Se tem uma coisa que eu assumo
que gosto em mim, sem a menor falsa modéstia, é meu senso de humor. Acho graça
de muita coisa e até hoje não consigo me lembrar de alguma situação de minha
vida que tenha me deixado sem conseguir fazer pelo menos uma piadinha. E não
estou falando daquele humor fora de hora, mal colocado, que só Freud explica,
não. É que eu sou meio esquisitinha e sinceramente consigo perceber a ironia
das coisas, principalmente quando sou eu quem é a vítima da situação.
E eu sei exatamente de onde vem meu senso de
humor. De minha mãe, herdei o sarcasmo, a ironia e a tendência a gostar de
situações do tipo "perco o amigo, mas não perco a piada".

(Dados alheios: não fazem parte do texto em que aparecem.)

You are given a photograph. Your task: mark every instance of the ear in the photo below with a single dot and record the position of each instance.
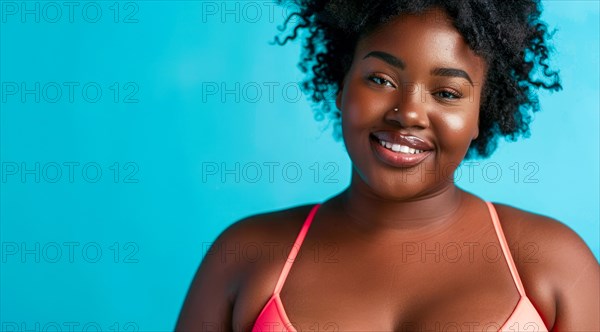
(476, 130)
(338, 98)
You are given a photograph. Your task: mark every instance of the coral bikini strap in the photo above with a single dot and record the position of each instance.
(505, 249)
(295, 249)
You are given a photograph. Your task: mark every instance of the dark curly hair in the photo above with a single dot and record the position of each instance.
(507, 34)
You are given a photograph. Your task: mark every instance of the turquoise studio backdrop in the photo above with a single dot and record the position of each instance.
(134, 132)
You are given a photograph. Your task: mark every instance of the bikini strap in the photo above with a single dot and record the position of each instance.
(505, 249)
(295, 249)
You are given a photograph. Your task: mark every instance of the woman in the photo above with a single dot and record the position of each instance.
(419, 85)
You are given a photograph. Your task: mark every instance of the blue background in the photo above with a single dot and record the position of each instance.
(199, 90)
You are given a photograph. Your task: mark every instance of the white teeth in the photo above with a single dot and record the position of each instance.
(399, 148)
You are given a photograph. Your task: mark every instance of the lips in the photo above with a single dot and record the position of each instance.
(411, 141)
(400, 159)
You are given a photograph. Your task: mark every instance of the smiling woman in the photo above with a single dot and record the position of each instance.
(420, 86)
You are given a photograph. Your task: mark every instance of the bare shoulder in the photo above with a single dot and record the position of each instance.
(248, 244)
(281, 224)
(554, 241)
(559, 271)
(233, 258)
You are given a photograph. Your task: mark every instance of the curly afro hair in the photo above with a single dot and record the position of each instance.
(508, 35)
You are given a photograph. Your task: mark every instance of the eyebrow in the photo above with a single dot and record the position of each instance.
(398, 63)
(390, 59)
(452, 72)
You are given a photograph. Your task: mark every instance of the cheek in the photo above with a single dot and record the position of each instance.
(456, 130)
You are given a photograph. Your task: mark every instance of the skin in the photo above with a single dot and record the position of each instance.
(356, 270)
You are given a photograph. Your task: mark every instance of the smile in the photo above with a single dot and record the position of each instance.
(399, 148)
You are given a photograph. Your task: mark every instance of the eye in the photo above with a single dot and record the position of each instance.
(380, 81)
(448, 94)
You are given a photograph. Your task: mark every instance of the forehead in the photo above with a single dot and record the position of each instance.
(425, 38)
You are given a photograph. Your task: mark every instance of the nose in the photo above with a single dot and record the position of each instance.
(410, 110)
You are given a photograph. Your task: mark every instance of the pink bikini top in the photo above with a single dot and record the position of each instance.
(523, 318)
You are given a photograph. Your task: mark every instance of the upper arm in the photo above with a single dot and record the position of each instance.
(577, 285)
(210, 298)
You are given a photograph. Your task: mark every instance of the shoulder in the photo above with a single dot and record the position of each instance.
(557, 268)
(243, 248)
(553, 240)
(267, 226)
(249, 243)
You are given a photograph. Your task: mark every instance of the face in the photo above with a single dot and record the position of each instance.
(410, 105)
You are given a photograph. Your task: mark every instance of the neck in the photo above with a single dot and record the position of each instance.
(373, 213)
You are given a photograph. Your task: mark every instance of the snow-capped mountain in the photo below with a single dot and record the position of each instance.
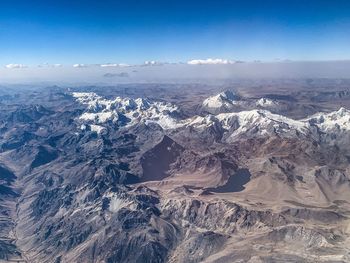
(126, 111)
(266, 103)
(251, 123)
(224, 101)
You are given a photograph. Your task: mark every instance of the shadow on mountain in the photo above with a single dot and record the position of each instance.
(235, 183)
(156, 162)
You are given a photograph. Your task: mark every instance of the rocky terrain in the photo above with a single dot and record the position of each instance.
(176, 173)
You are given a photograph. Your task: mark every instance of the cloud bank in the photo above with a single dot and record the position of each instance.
(13, 66)
(210, 61)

Recentemente, por exemplo, fomos a uma festa na casa de uma tia que é torcedora
fanática do Bahia. Pra vocês terem uma idéia ela tem 73 anos e vai pro estádio
sozinha ver o Bahia jogar, se ninguém quiser ir com ela. Como ela é sócia do
Bahia de carteirinha, ela não perde um só jogo dentro de casa. No dia dessa
festinha, o irmão de minha mãe, estava arrumado, só esperendo a gente pra sair,
quando ela chega pra ele e o aconselha a trocar de camisa. Prontamente minha
mãe diz "veste essa aqui" e o entrega uma camisa que, na opinião dela
era mais bonita. Detalhe: a camisa que ela deu pra ele vestir era do Vitória. O
coitado do meu tio, escapou de ser linchado por pouco e gastou muita saliva pra
explicar que não dava a mínima pra futebol e que tinha sido vítima de uma
emboscada. Ao ser indagada, porque tinha usado o irmão como laranja, minha
mainha, com a cara mais lavada do universo, disse "eu sou Vitória mesmo.

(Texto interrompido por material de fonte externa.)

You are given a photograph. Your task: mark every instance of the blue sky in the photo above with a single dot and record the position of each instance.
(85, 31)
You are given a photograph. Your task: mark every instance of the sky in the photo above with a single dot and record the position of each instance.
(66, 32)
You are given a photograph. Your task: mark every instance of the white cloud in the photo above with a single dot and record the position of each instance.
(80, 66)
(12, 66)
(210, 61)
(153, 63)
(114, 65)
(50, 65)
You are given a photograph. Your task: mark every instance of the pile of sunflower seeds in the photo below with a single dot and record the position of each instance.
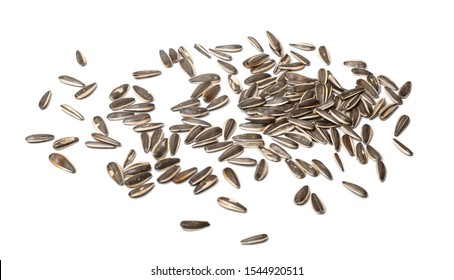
(280, 104)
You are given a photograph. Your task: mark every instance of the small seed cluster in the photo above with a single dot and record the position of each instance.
(289, 108)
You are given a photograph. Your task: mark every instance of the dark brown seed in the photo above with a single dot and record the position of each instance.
(355, 189)
(200, 176)
(231, 177)
(256, 239)
(39, 138)
(231, 204)
(208, 182)
(302, 196)
(65, 142)
(141, 191)
(317, 204)
(116, 173)
(62, 162)
(193, 225)
(402, 123)
(45, 99)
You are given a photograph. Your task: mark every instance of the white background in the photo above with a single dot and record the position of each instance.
(55, 225)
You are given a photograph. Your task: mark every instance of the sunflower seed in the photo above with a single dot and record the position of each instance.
(141, 191)
(206, 183)
(200, 176)
(317, 204)
(72, 112)
(138, 180)
(302, 196)
(231, 204)
(138, 119)
(174, 143)
(160, 149)
(99, 145)
(116, 173)
(322, 169)
(256, 239)
(142, 74)
(174, 56)
(68, 80)
(169, 174)
(81, 58)
(65, 142)
(85, 91)
(339, 162)
(143, 94)
(229, 68)
(39, 138)
(45, 99)
(355, 189)
(187, 67)
(405, 90)
(295, 168)
(324, 55)
(193, 225)
(404, 149)
(202, 50)
(232, 152)
(165, 59)
(121, 103)
(243, 161)
(129, 158)
(381, 170)
(231, 177)
(136, 168)
(62, 162)
(402, 123)
(184, 175)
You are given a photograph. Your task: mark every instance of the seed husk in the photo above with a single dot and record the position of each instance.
(360, 191)
(322, 169)
(71, 81)
(232, 152)
(165, 59)
(200, 176)
(143, 94)
(141, 191)
(62, 162)
(244, 161)
(65, 142)
(72, 112)
(169, 174)
(317, 204)
(184, 175)
(404, 149)
(130, 157)
(85, 91)
(45, 99)
(231, 204)
(206, 183)
(138, 180)
(256, 239)
(194, 225)
(381, 170)
(231, 177)
(302, 196)
(116, 173)
(261, 170)
(142, 74)
(81, 58)
(402, 123)
(339, 162)
(324, 55)
(39, 138)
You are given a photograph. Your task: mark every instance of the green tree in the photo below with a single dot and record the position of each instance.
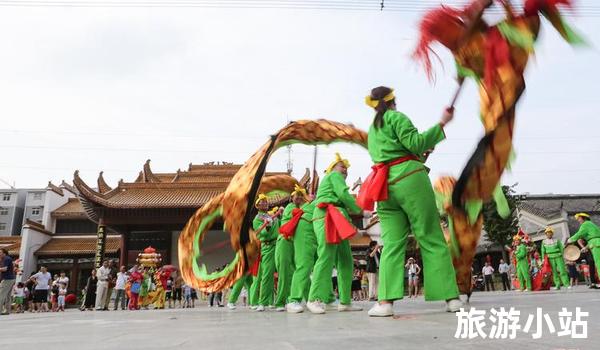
(501, 230)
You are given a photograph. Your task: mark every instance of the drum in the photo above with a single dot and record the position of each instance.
(572, 252)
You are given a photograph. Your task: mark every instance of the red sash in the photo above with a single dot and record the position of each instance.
(288, 229)
(256, 266)
(375, 188)
(337, 227)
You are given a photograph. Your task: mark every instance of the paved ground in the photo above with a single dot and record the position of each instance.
(417, 325)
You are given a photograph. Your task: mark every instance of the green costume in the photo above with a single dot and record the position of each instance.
(305, 250)
(410, 207)
(267, 238)
(554, 249)
(523, 267)
(245, 281)
(284, 261)
(333, 190)
(591, 234)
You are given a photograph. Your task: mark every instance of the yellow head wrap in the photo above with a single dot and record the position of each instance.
(338, 159)
(261, 197)
(374, 103)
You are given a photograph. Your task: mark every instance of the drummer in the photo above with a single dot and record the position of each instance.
(589, 232)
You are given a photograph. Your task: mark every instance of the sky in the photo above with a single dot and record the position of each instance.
(104, 89)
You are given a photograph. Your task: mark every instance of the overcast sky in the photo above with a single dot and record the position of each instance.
(107, 88)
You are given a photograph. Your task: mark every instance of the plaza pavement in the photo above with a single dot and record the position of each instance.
(416, 325)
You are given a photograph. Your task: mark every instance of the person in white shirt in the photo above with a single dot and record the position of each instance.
(42, 284)
(120, 288)
(102, 287)
(488, 273)
(503, 269)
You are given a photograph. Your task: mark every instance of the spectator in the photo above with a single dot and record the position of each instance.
(488, 276)
(103, 275)
(62, 293)
(573, 274)
(413, 277)
(585, 270)
(121, 280)
(7, 281)
(503, 269)
(89, 300)
(42, 285)
(373, 256)
(112, 278)
(19, 295)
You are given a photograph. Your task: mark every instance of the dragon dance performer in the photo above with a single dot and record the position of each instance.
(297, 219)
(406, 203)
(266, 227)
(522, 257)
(333, 228)
(589, 232)
(554, 248)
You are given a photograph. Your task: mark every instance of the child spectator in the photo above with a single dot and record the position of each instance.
(62, 293)
(19, 293)
(585, 270)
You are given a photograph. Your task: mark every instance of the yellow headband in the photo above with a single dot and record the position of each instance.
(298, 190)
(261, 197)
(374, 103)
(338, 159)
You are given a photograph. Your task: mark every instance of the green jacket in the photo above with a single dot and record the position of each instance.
(588, 231)
(333, 189)
(270, 232)
(553, 248)
(398, 138)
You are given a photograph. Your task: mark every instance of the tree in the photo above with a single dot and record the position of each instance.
(497, 229)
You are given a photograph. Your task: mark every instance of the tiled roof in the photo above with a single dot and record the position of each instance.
(184, 189)
(11, 243)
(77, 245)
(72, 209)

Hoje a camisa não ia combinar com meu visual, mas eu precisava muito criar polêmica."
Mas nem sempre meu humor é assim afiado e
pre-meditado como o de minha mãe. Muitas vezes ele é bem bobão como o de meu
pai. Estava aqui fazendo uma espécie de flashback de momentos marcantes que
tive com ele e grande maioria tinha alguma besteira que foi bem engraçada.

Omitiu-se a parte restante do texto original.